Рискуя вызвать негодование, предположу, что для русской культуры растет угроза еще и с другой стороны. Не со стороны тех, которые устраивают антипушкинские акции21. А со стороны хорошо знакомых и даже любимых миллионами так назывемых шестидесятников — сентименталистов и демократов. Как справедливо и проницательно заметил композитор В.И. Мартынов «У России нет будущего, пока она слушает Высоцкого и Окуджаву».
Развенчание и снижение, или «опускание», есть, с одной стороны, политика бесов. С другой стороны, надо признать, что это и необходимый момент всякого творческого акта. Отечественные футуристы, в том числе В.В. Хлебников и В.В. Маяковский, так же, как описываемые А. Радашкевичем персонажи, не почтительно относились к кумиру, собираясь сбросить его вместе с другими классиками с корабля современности. Но манифесты оказались неосуществленными, и «вандалы» заняли почетные места в одном ряду с классиками. В этом плане упоминаемый А. Радашкевичем «шустряк», который «бросил в воду томик Пушкина с теплохода, якобы не зная, что с ним ещё делать», в сущности, сделал то, что собирались осуществить еще футуристы.
«Косный культ», запрещающий вообще смертным касаться святыни убивает ее еще быстрей. В искусстве и культуре в целом должна присутствовать Божественная ирония. Будда — это, с одной стороны, божество, культовая фигура, открывшая путь спасения. С другой стороны, когда монах заявляет: Будда — палочка для подтирки, это не означает, что он антибуддист, или атеист. Просто с помощью данного приема преодолевается замыливание святыни. Освежается ее восприятие. В той же мере периодически повторящееся убийство тотема первобытными людьми являлось средством укрепления тождества с ним, следовательно, средством воссоздания целостности родового коллектива. От Будды и, простите, Пушкина, в отличие от А. Радашкевича, не убудет, если даже поступить по отношению к нему без должного пиетета. К Нему грязь не пристанет.

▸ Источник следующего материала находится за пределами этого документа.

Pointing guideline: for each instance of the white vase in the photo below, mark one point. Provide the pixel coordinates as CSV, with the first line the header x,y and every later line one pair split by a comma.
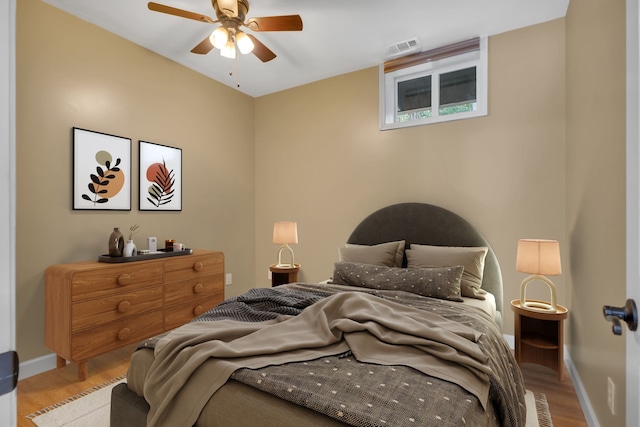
x,y
129,249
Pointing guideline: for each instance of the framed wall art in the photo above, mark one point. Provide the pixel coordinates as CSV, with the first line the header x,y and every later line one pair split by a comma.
x,y
160,177
101,171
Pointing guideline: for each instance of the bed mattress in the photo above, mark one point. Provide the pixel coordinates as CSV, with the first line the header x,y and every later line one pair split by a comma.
x,y
249,382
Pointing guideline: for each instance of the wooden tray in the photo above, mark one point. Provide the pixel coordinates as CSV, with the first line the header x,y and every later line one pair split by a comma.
x,y
160,254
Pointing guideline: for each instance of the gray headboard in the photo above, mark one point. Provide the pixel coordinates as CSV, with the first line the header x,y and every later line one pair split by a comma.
x,y
426,224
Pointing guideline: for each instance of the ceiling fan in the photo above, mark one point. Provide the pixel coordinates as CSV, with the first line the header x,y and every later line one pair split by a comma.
x,y
231,15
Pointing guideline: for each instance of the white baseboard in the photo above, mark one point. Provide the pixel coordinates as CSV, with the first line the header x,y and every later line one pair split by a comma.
x,y
581,393
36,366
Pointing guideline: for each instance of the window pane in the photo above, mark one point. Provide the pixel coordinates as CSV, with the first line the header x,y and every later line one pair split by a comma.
x,y
414,94
458,91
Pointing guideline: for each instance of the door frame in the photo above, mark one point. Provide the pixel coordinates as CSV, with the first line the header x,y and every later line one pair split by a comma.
x,y
633,204
7,194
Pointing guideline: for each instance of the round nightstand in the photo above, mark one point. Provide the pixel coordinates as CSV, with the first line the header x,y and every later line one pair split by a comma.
x,y
283,275
540,337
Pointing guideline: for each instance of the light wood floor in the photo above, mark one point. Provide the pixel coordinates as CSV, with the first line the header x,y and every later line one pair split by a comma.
x,y
56,385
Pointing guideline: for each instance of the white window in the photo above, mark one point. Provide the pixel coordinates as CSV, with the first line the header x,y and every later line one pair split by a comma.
x,y
448,83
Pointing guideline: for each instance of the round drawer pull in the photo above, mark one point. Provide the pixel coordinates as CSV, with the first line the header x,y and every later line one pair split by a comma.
x,y
124,333
124,306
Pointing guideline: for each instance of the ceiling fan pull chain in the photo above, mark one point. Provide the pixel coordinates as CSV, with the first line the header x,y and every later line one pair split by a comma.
x,y
238,71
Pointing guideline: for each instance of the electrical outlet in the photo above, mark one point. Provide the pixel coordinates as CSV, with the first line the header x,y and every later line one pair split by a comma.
x,y
611,395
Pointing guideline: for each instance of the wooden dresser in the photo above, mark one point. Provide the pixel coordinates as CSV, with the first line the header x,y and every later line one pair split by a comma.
x,y
94,307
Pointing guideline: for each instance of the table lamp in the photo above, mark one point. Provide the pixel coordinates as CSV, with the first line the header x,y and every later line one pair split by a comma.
x,y
285,233
539,258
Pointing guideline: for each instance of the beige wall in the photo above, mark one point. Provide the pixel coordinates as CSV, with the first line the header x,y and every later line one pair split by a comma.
x,y
321,160
596,194
71,73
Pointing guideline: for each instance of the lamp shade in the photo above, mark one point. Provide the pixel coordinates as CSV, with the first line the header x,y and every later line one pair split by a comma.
x,y
219,37
538,256
285,232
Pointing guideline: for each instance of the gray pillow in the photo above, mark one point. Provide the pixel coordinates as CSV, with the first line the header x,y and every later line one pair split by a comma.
x,y
443,283
471,258
389,254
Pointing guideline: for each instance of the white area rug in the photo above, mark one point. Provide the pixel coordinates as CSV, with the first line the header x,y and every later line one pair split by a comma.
x,y
91,409
87,409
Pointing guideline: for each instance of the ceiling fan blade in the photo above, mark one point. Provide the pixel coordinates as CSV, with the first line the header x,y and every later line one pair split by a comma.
x,y
179,12
276,23
203,47
260,50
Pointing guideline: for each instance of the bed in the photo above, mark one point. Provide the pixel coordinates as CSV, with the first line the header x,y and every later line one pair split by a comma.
x,y
461,371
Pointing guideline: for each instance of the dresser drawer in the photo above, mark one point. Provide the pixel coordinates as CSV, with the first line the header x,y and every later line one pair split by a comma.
x,y
91,313
104,281
92,342
180,314
207,286
193,266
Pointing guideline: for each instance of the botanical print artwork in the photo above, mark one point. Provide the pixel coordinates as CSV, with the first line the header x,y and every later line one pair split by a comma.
x,y
105,183
160,177
162,180
101,171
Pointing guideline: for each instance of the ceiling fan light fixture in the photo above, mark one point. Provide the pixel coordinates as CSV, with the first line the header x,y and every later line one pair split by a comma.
x,y
245,45
219,38
229,50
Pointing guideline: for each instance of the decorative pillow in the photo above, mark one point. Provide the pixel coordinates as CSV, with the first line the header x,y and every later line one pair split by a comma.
x,y
389,254
443,283
471,258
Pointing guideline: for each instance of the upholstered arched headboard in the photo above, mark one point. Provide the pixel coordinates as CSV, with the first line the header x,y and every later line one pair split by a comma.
x,y
427,224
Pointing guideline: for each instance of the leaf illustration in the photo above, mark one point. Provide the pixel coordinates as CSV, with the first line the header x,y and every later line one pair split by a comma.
x,y
162,179
99,185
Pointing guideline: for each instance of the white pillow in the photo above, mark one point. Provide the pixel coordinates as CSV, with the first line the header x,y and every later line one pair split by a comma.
x,y
471,258
389,254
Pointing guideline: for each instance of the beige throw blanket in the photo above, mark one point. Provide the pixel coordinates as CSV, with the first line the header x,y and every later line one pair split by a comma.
x,y
195,360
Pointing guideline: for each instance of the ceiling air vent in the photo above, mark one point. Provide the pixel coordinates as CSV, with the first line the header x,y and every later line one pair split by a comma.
x,y
403,48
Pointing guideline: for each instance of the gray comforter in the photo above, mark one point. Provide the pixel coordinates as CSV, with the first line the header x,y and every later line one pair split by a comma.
x,y
484,388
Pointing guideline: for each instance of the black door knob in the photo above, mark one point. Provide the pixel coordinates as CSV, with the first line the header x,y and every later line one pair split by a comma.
x,y
628,314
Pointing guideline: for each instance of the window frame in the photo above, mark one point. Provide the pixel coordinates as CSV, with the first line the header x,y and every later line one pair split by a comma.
x,y
389,87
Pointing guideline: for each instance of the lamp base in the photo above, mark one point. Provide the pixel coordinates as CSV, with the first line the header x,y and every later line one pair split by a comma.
x,y
539,306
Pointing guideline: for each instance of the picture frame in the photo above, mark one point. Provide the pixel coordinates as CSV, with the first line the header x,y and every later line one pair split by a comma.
x,y
101,171
160,177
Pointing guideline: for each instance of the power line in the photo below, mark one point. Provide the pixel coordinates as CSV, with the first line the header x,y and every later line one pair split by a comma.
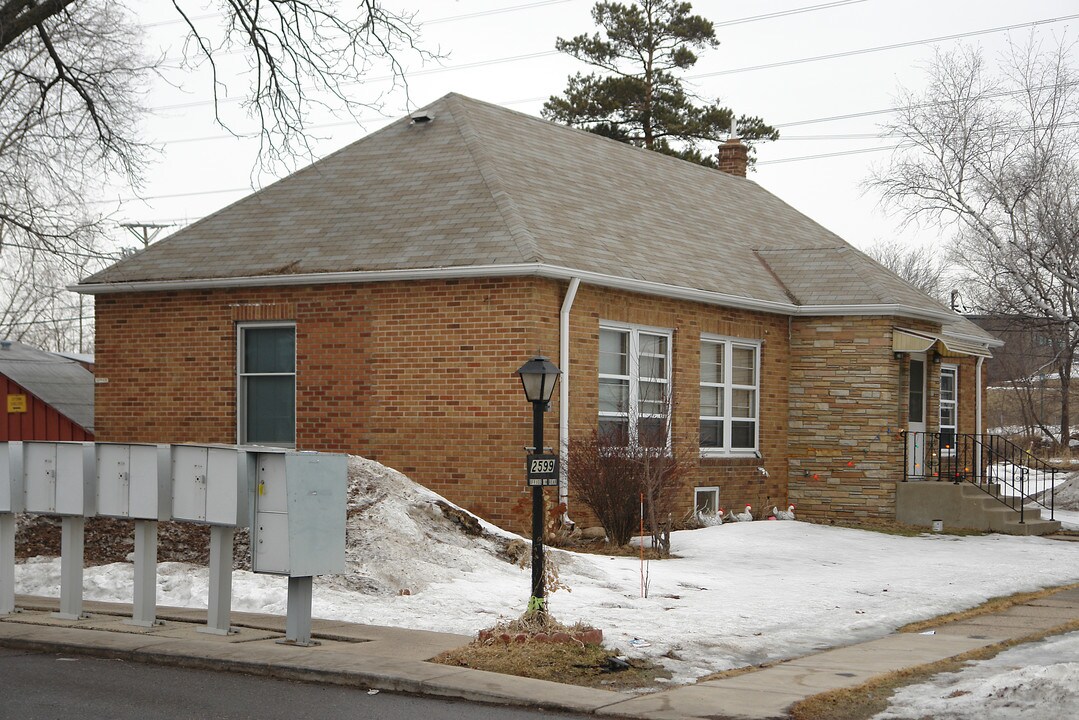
x,y
838,153
53,321
877,49
528,56
784,13
434,21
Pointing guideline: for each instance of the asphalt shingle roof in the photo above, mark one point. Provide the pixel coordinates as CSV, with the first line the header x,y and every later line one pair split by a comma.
x,y
480,185
58,381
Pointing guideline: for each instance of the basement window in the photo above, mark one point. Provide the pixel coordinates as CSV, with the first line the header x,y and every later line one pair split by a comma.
x,y
267,384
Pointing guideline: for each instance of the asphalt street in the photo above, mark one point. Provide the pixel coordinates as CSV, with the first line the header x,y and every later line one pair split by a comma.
x,y
54,687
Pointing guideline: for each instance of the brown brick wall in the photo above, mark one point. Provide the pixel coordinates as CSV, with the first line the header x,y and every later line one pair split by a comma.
x,y
419,376
738,478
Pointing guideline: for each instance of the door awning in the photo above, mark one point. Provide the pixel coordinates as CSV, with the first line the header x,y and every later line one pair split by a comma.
x,y
919,341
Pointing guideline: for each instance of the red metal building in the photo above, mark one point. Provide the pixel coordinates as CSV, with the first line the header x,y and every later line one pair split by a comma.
x,y
44,396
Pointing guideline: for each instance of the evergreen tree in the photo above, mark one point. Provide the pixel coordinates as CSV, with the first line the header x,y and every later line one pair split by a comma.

Вызывает раздражение и то, что А. Радашкевич, выступая в качестве апологета Пушкина, в то же время не сказал ничего свежего и конкретного о Пушкине? Нет, ни одной мысли, ни одного наблюдения — только набор общих мест, банальностей. Как говорится, не дай Бог Пушкину иметь таких защитников. Такая простота в действиях, защищающих Пушкина, хуже воровства.
У Б. Брехта есть небольшая статья, которая называется «Освящение святотатства». В ней обсуждается проблема сохранения классических пьес. И делается, на первый взгляд, странный вывод: «они продолжают свое существование лишь постольку, поскольку их грабят и кастрируют». «Даже если их «только чтут», это способствует их оживлению; ибо не может человек что-нибудь чтить, не сохраняя для самого себя даже искаженных последствий этого почитания». Данный вывод имеет значение не только для драматургии. Он может быть распространен и применим в отношении любого произведения искусства. «Косный культ, — пишет Б. Брехт, — был бы для них губителен, — он похож на византийский церемониал, запрещавший придворным касаться царствующих особ; когда последние, находясь в состоянии царственного опьянения, падали в воду, никто их не спасал. Придворные, не желая быть преданными смерти, предоставляли им умереть».